La collectivité soutient le juré, il arrive également qu’elle l’oppresse : n’est-ce pas dans l’affaire Ranucci que les jurés délibérèrent cernés par les cris de la foule scandant « à mort ! », « à mort ! » ? Les débats sont jetés dans la salle des pas perdus par les péroraisons tardives de certains avocats, puis dépouillés des éléments juridiques qui en font la spécificité, par l’entremise de la presse, à tel point qu’un magistrat a dû être nommé pour canaliser l’information entourant un procès d’assises (Outreau I, de mémoire).
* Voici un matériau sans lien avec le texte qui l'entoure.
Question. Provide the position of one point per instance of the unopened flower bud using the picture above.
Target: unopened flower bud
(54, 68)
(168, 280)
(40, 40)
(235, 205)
Ces « juridictions de gala » ne seraient-elles pas, en définitive, frappées d’un trop fort aléa – précisément induit par l’intime conviction – là où les enjeux requerraient au contraire le plus de rigueur dans l’application (et l’appréciation) de la norme ?

Mon intention n'est pas de susciter une polémique, mais plutôt d’avoir, grâce à ce blog, un autre regard sur des réflexions peut-être par trop théoriques.